As one of the most influential thinkers in Christian history, St. Augustine (354–430) had a flair for teaching and meditated deeply on the mysteries of the human heart. This study examines a little-known side of his career: his work as a teacher of candidates for baptism. ln the revised edition of this seminal book, both the text and notes have been revised to better reflect the state of contemporary scholarship on Augustine, liturgical studies, and the catechumenate, both ancient and modern. This edition also includes new findings from some of the recently discovered sermons of Augustine and incorporates new perspectives from recent research on early Christian biblical interpretation, debates on the Trinity, the evolution of the liturgy, and much more. This reconstruction of Augustine’s catechumenate provides fresh perspectives on the day-to-day life of the early church and on the vibrancy and eloquence of Augustine the preacher and teacher.

The Complete Works

The Complete Works
Author: Pseudo-Dionysius
Publisher: Digireads.com
Total Pages: 202
Release: 2021-07-06
Genre:
ISBN: 9781420973587

Known as the "Corpus Areopagiticum", this collection of works was falsely attributed by its author as being written by Dionysius the Areopagite, a first century AD Athenian convert of Paul the Apostle mentioned in Acts 17:34. Because of this erroneous attribution great attention was given by early Christian scholars, most notably the late 13th and early 14th century scholar Meister Eckhart. Sometime in the 15th century it came to light that this collection of works was most likely the work of some anonymous late 5th or early 6th century author, who has subsequently been referred to as Pseudo-Dionysius. While this reattribution has diminished the "Corpus Areopagiticum" importance in Christian literature the collection still holds an important interest among scholars because of a renewed interest in the huge impact of Dionysian thought on later Christian thought. Included in this collection is the complete "Corpus Areopagiticum", which includes the following individual works: "Divine Names", "Mystic Theology", "Heavenly Hierarchy", "Ecclesiastical Hierarchy", and "Letters of Dionysius the Areopagite". This edition is printed on premium acid-free paper and follows the translations of John Parker.

The Sensual Icon

The Sensual Icon
Author: Bissera V. Pentcheva
Publisher: Penn State University Press
Total Pages: 0
Release: 2010
Genre: Icons
ISBN: 9780271035833

Explores the Byzantine aesthetic of fugitive appearances by placing and filming art objects in spaces of changing light, and by uncovering the shifting appearances expressed in poetry, descriptions of art, and liturgical performance.

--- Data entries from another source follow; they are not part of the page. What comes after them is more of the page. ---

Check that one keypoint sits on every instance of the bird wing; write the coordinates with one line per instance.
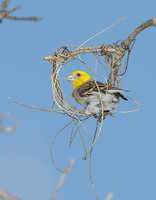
(90, 86)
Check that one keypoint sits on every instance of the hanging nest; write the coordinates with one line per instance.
(110, 54)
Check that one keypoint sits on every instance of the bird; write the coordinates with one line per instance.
(86, 93)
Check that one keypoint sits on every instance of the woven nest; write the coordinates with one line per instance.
(110, 55)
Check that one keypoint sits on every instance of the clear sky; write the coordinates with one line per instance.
(124, 157)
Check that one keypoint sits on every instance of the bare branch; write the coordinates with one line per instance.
(127, 42)
(13, 10)
(6, 196)
(4, 14)
(24, 18)
(62, 178)
(7, 129)
(5, 4)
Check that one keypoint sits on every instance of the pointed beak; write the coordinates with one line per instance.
(70, 78)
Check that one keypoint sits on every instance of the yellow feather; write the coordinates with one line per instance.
(84, 78)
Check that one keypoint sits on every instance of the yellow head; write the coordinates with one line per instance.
(78, 78)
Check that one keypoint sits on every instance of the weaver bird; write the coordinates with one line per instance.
(87, 94)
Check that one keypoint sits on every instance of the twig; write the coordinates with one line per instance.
(62, 178)
(6, 196)
(90, 172)
(7, 129)
(4, 14)
(127, 42)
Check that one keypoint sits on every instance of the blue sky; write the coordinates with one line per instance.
(124, 157)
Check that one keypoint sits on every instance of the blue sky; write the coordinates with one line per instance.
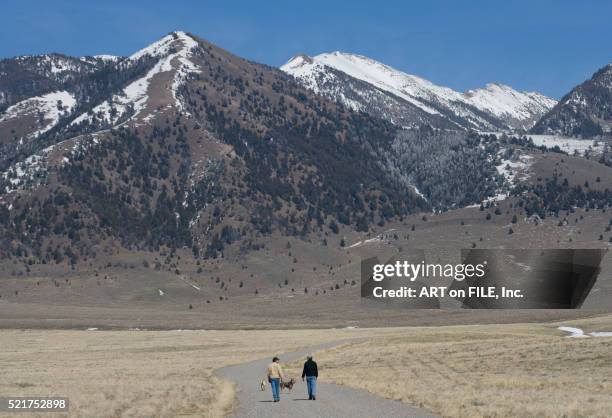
(547, 46)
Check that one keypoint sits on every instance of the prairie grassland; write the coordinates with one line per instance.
(140, 373)
(523, 370)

New Perspectives in Iconology

New Perspectives in Iconology
Author: Barbara Baert
Publisher: ASP Editions
Total Pages: 0
Release: 2011
Genre: Art
ISBN: 9789054879756

In this book the authors investigate how iconology as a field and method, which originated within art history, relates to recent developments in the Humanities such as Anthropology and Visual Studies. The main questions are: How has iconology evolved in the past decennia, could it incorporate Anthropology and Visual Studies towards a new science of images? How have new disciplines profited from iconology and how can they in turn inspire and/or reinvent iconology? These questions are addressed within a wide historical andgeographical scope, as we regard the tracing of pictorial meaning throughout time and space an essential characteristic of iconology.